One important point remains obscure. Schmerling has excavated fifty
caves in Belgium, and only found human relics in two or three of them;
and of six hundred explored by Lund in Brazil, only six contained human
bones. Similar results were obtained in the excavations of the mounds
of North America, as well as in the caves of France. M. Hamy, in a
book published a few years ago, only mentions twelve finds of human
bones, which could, without any doubt, be dated from Palaeolithic
times. True, this number has been added to by recent discoveries,
but it is still quite insignificant. It is the same thing with the
kitchen-middings and the Lake settlements. This paucity of actual
human remains forms a gap in the evidence relating to prehistoric man,
which disturbances and displacements do not sufficiently account for,
and to which we shall refer again when speaking of prehistoric tombs.

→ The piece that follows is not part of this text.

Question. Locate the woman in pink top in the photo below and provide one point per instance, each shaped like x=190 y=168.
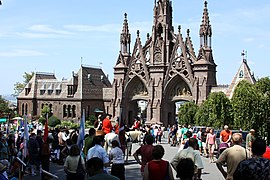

Worked flints are generally found in numbers in one place, probably
formerly a station or centre of human habitation. Men were beginning to
form themselves into societies, and the dwellings, first of the family
and then of the tribe, rapidly gathered together near some river rich
in fish, or some forest stocked with game affording plenty of food
easily obtained. The caves also afford proofs of the number of men
who inhabited them. In one alone, near Cracow, Ossowski discovered
876 bone implements, more than 3,000 flint objects, and thousands
of fragments of pottery. From the Veyrier cave, near Mount Saleve,
were taken nearly 1,000 stone implements; from those of Petit Morin,
2,000 arrow-heads; from that of Cottes, on the banks of the Gartampe,
more than 264 pounds' weight of flints, some of the Mousterien and
others of the Madeleine type, mixed with the bones of the rhinoceros,
and of several large beasts of prey of indeterminate. species. The
Abbe Ducrost picked up 4,000 flints in one dwelling alone at Solutre,
where the soil is calcareous and flint is not native, so that it must
have been brought from a distance. More than 8,000 different objects
were taken from the fine Neolithic station of Ors in the isle of
Oleron; 12,000 chips of stone, bearing marks of human workmanship,
were picked up in the Thayngen Cave, and more than 80,000 in the
different caves of Belgium. The shelter of Chaleux alone yielded 30,000
pieces of stone, at every stage of workmanship, from the waste of the
manufactory to the highly finished implement. Other explorers have
been no less fortunate. The Marquis of Wavrin found in the environs
of Grez no less than 60,000 worked stones belonging to no less than
thirty different types, chiefly arrow-heads, some triangular, others
almond-shaped, others again cutting transversely, some with and some
without feathers, some stalked, others not; in a word, arrows of every
known type. Nothing but an actual visit to the Royal Museum of Brussels
can give any idea of the importance of the discoveries made in Belgium.